Em correlação com o poder midiático sobre as tendências de consumo, o filósofo Zygmunt Bauman prega a discussão que tange a falsa sensação de
que o homem tem o poder de livre escolha, quando na verdade ele é a todo o momento influenciado pelo sistema capitalista a consumir quaisquer produtos que sejam. É importante que passemos a debater sobre esse consumismo e derrubar a falácia de “gosto não se discute” para que possamos entender como o capitalismo é capaz de moldar nosso gosto. E esse debate não pode surgir de outra forma, senão pela consciência de classe.
Contudo, se torna extremamente necessário uma mudança dentro do setor de produção para que o consumo deixe de ser um ideal buscado. O “direito natural à abundância” citado por Baudrillard deve dar espaço ao direito de todos em alcançar o que é necessário. Para que não haja essa distinção abissal entre o ser em miséria com o ser que tem o que quer.
Apropriação Cultural para fins lucrativos (dos apropriadores)
O uso de causas e valores a serem difundidos e reivindicados em nossa sociedade também é tema a ser discutido por Jean Baudrillard, já que, segundo o autor, os meios de produção se utilizam dessas marcas sociais para ganhar espaço dentro de diferentes nichos sem que socialmente nada se altere. Esses mesmos meios de produção, no topo da escala social, irão continuar estabelecidos, faturando com o consumo desse produto, mas fazendo nada valer do que os mesmos produtos empregam.
Aliás, esse efeito de progressiva falência da função simbólica irá prejudicar ainda mais as classes que reivindicam mudanças na sociedade, como aqueles que propagam a luta contra o racismo, a homofobia etc. Enquanto houver o ato do ideal consumista em meio a essas causas, ainda teremos o que o autor Fredric Jameson prega como alienação das partes como integrantes de um todo na sociedade. Sendo necessária uma reintrodução do debate de classes, onde o princípio seja lutar contra os moldes atuais estabelecidos pelo mercado que só cresce nas custas tanto das causas negligenciadas verdadeiramente quanto no hábito consumista empregado em geral.

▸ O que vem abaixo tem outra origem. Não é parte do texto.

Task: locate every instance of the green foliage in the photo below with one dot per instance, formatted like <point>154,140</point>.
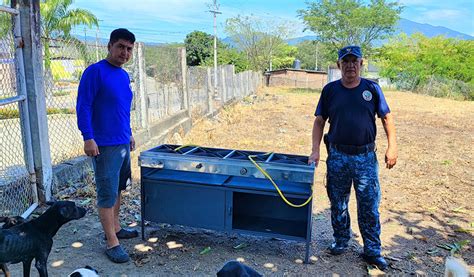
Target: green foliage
<point>284,56</point>
<point>9,113</point>
<point>312,52</point>
<point>259,39</point>
<point>163,63</point>
<point>59,72</point>
<point>199,47</point>
<point>347,22</point>
<point>226,55</point>
<point>437,66</point>
<point>57,21</point>
<point>200,51</point>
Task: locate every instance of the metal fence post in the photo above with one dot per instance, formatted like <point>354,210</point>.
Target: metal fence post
<point>33,64</point>
<point>210,90</point>
<point>141,90</point>
<point>184,68</point>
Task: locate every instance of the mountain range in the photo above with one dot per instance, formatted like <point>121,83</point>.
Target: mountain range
<point>404,26</point>
<point>408,27</point>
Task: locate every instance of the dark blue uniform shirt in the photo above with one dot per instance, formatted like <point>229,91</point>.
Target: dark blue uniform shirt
<point>103,104</point>
<point>351,111</point>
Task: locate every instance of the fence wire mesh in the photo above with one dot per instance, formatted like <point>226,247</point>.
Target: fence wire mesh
<point>15,189</point>
<point>64,62</point>
<point>164,83</point>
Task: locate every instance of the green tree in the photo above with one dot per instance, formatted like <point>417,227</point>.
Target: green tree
<point>258,38</point>
<point>350,22</point>
<point>57,21</point>
<point>199,47</point>
<point>200,52</point>
<point>227,55</point>
<point>314,55</point>
<point>284,56</point>
<point>416,62</point>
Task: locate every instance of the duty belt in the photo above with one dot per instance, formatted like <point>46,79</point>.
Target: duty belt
<point>354,149</point>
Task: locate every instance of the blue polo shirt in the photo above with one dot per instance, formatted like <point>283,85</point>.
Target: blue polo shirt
<point>351,111</point>
<point>104,101</point>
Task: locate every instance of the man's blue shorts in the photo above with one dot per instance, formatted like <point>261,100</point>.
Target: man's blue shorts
<point>112,170</point>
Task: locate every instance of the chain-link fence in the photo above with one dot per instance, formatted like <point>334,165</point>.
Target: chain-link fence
<point>64,62</point>
<point>159,79</point>
<point>16,193</point>
<point>164,81</point>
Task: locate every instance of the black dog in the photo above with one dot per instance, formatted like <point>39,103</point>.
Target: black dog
<point>236,269</point>
<point>11,221</point>
<point>34,239</point>
<point>8,222</point>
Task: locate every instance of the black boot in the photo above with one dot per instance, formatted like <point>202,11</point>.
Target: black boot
<point>337,248</point>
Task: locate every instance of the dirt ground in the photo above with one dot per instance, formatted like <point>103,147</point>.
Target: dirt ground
<point>426,203</point>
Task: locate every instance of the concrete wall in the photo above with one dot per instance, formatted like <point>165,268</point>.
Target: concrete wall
<point>297,79</point>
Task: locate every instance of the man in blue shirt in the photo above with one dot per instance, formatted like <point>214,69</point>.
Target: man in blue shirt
<point>351,105</point>
<point>103,114</point>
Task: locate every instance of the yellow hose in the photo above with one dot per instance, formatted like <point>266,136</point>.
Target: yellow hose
<point>276,186</point>
<point>267,176</point>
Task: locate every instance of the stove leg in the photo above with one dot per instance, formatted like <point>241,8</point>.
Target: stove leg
<point>309,231</point>
<point>142,209</point>
<point>308,247</point>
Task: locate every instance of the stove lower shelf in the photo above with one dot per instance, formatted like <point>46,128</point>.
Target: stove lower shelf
<point>225,207</point>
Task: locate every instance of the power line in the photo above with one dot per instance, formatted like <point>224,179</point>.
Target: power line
<point>214,9</point>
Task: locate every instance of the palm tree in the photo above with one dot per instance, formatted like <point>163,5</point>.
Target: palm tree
<point>57,21</point>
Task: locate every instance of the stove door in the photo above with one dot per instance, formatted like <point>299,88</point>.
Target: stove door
<point>194,205</point>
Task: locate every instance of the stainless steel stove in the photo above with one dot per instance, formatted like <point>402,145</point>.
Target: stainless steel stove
<point>221,189</point>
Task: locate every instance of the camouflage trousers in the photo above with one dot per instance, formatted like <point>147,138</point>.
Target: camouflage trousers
<point>362,171</point>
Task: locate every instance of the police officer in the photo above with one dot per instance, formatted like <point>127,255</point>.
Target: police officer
<point>351,105</point>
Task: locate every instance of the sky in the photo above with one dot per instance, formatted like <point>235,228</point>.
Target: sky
<point>165,21</point>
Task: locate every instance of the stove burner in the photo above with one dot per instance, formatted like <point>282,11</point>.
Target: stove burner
<point>260,157</point>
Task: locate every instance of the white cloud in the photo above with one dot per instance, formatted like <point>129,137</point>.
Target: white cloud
<point>175,11</point>
<point>443,14</point>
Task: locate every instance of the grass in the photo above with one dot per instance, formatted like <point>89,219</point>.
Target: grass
<point>9,113</point>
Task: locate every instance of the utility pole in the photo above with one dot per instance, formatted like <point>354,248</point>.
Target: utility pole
<point>97,31</point>
<point>316,56</point>
<point>214,9</point>
<point>97,43</point>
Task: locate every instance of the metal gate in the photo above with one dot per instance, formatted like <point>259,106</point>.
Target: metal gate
<point>18,193</point>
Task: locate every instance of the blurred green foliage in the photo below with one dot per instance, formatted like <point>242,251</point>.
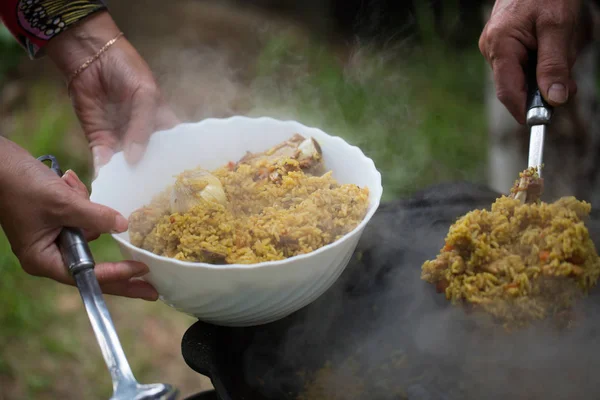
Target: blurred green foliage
<point>416,111</point>
<point>10,52</point>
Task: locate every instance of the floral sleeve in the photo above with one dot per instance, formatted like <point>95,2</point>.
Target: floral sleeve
<point>34,22</point>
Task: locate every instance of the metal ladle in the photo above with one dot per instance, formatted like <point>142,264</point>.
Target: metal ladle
<point>539,114</point>
<point>78,258</point>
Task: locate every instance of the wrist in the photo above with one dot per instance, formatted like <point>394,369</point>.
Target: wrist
<point>81,41</point>
<point>11,156</point>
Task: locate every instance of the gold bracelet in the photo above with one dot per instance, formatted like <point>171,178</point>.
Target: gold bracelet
<point>92,59</point>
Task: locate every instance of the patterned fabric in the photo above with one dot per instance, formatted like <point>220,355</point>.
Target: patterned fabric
<point>34,22</point>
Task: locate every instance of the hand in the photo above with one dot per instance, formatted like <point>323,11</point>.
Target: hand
<point>34,206</point>
<point>516,26</point>
<point>116,98</point>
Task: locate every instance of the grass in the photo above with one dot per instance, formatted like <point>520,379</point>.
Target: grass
<point>418,115</point>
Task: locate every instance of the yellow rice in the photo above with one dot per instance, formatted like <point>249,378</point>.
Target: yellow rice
<point>261,221</point>
<point>518,262</point>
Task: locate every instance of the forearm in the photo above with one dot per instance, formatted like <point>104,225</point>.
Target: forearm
<point>35,24</point>
<point>83,40</point>
<point>12,158</point>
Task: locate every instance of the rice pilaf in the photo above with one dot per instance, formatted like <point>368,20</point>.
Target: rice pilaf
<point>275,208</point>
<point>518,262</point>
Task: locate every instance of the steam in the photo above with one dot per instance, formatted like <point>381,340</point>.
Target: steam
<point>386,334</point>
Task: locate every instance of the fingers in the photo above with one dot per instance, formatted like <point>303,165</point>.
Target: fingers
<point>71,178</point>
<point>117,278</point>
<point>166,118</point>
<point>553,71</point>
<point>133,288</point>
<point>101,155</point>
<point>81,213</point>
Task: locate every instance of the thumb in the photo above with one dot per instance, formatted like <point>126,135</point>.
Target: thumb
<point>553,71</point>
<point>93,217</point>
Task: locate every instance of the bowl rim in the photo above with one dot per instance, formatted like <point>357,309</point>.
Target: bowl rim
<point>373,206</point>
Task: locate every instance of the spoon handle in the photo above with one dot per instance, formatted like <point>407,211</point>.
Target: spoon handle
<point>80,262</point>
<point>539,113</point>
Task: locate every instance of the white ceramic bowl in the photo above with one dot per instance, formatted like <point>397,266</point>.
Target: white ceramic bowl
<point>235,294</point>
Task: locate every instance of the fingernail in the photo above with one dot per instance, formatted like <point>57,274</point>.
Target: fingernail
<point>558,93</point>
<point>70,178</point>
<point>121,224</point>
<point>140,271</point>
<point>135,152</point>
<point>145,293</point>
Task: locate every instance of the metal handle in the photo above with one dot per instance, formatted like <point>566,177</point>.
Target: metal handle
<point>71,242</point>
<point>539,112</point>
<point>78,258</point>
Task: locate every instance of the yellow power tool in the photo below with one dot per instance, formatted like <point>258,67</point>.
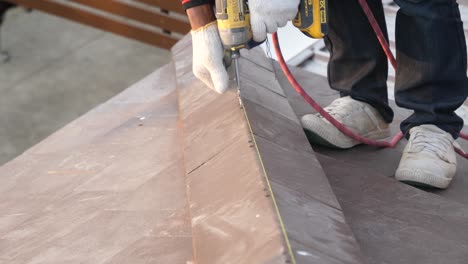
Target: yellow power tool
<point>234,28</point>
<point>233,19</point>
<point>312,18</point>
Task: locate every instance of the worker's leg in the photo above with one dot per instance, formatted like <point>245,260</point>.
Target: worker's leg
<point>431,54</point>
<point>358,67</point>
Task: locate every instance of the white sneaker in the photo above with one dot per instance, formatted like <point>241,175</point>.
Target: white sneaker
<point>429,158</point>
<point>358,116</point>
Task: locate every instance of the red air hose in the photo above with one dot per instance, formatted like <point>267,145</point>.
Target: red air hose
<point>386,47</point>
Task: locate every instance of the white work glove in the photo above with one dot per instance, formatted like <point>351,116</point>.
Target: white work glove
<point>208,55</point>
<point>266,16</point>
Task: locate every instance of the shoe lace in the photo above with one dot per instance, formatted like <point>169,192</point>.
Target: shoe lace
<point>437,144</point>
<point>337,109</point>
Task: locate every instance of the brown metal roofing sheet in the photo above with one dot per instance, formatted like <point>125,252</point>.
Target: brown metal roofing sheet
<point>109,187</point>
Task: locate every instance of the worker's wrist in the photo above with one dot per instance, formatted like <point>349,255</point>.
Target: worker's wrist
<point>200,16</point>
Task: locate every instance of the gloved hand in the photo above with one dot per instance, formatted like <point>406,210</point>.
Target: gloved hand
<point>208,55</point>
<point>267,15</point>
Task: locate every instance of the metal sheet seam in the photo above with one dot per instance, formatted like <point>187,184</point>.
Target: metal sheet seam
<point>281,222</point>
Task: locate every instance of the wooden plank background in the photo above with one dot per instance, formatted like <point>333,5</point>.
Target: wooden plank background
<point>158,23</point>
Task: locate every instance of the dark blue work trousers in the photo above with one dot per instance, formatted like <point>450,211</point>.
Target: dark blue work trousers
<point>431,76</point>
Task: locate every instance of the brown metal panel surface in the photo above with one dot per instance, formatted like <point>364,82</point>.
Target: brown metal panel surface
<point>170,5</point>
<point>160,20</point>
<point>233,219</point>
<point>101,22</point>
<point>396,223</point>
<point>393,222</point>
<point>107,188</point>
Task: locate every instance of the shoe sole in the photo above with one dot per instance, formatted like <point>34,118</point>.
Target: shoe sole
<point>421,179</point>
<point>419,185</point>
<point>324,138</point>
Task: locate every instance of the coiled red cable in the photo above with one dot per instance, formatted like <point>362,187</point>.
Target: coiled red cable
<point>386,47</point>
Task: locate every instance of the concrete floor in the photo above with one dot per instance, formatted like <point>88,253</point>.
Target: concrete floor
<point>58,71</point>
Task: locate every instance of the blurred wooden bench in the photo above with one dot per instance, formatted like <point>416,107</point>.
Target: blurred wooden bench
<point>156,22</point>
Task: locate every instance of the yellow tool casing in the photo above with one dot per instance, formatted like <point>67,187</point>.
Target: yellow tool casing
<point>312,18</point>
<point>233,23</point>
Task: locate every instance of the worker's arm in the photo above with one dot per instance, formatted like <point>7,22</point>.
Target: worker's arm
<point>208,51</point>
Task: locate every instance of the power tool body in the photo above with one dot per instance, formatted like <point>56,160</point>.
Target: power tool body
<point>233,19</point>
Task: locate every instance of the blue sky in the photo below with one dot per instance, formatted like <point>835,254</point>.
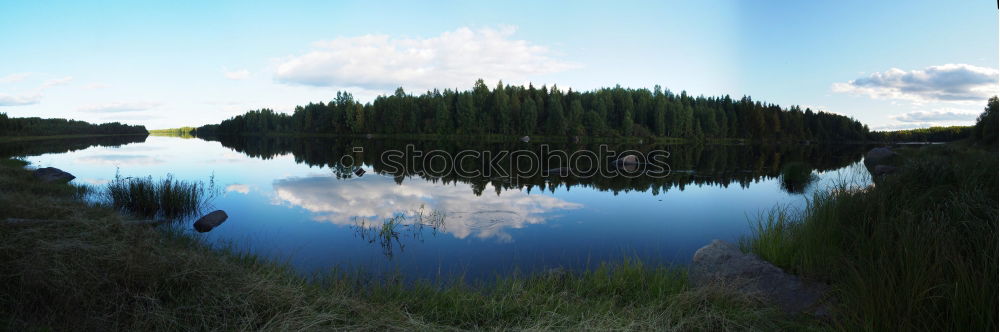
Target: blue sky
<point>890,64</point>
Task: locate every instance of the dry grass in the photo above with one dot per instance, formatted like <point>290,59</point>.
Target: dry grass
<point>92,271</point>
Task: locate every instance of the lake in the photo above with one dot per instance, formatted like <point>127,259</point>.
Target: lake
<point>325,203</point>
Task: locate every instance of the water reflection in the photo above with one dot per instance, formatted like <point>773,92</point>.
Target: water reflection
<point>59,145</point>
<point>721,165</point>
<point>342,201</point>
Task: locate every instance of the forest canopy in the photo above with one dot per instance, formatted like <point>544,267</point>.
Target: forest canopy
<point>549,111</point>
<point>50,127</point>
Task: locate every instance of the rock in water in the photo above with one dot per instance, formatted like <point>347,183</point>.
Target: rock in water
<point>210,221</point>
<point>52,174</point>
<point>879,156</point>
<point>883,170</point>
<point>560,171</point>
<point>721,262</point>
<point>627,160</point>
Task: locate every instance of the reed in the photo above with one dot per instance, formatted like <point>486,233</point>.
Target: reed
<point>916,251</point>
<point>167,198</point>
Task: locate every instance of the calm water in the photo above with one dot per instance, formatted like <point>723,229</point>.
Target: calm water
<point>295,200</point>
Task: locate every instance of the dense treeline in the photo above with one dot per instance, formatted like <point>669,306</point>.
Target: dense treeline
<point>932,134</point>
<point>518,110</point>
<point>47,127</point>
<point>60,145</point>
<point>690,164</point>
<point>985,131</point>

Essa apropriação de causas e culturas é também descrita por Galeano em “As Veias Abertas da América Latina”, onde o autor descreve como capitalistas e magnatas se apropriaram de costumes e de produtos que já eram comercializados na América Latina por artesãos locais e faziam sucesso em determinadas regiões por se enquadrar culturalmente àquilo que as condições locais exigiam, para poder reproduzir e comercializar esses produtos em grande escala, derrubando assim a produção cultural do povo. É nesta mesma época de forte movimentação nos portos do novo continente, sobretudo de ingleses, que os europeus e norte-americanos intensificam a extração de matéria-prima para produção de seus produtos, comercializados depois por um preço bem mais elevado do que aquele pago para extrair o material dos países latino-americanos.
Alexandre Marques é estudante de jornalismo na Unicarioca.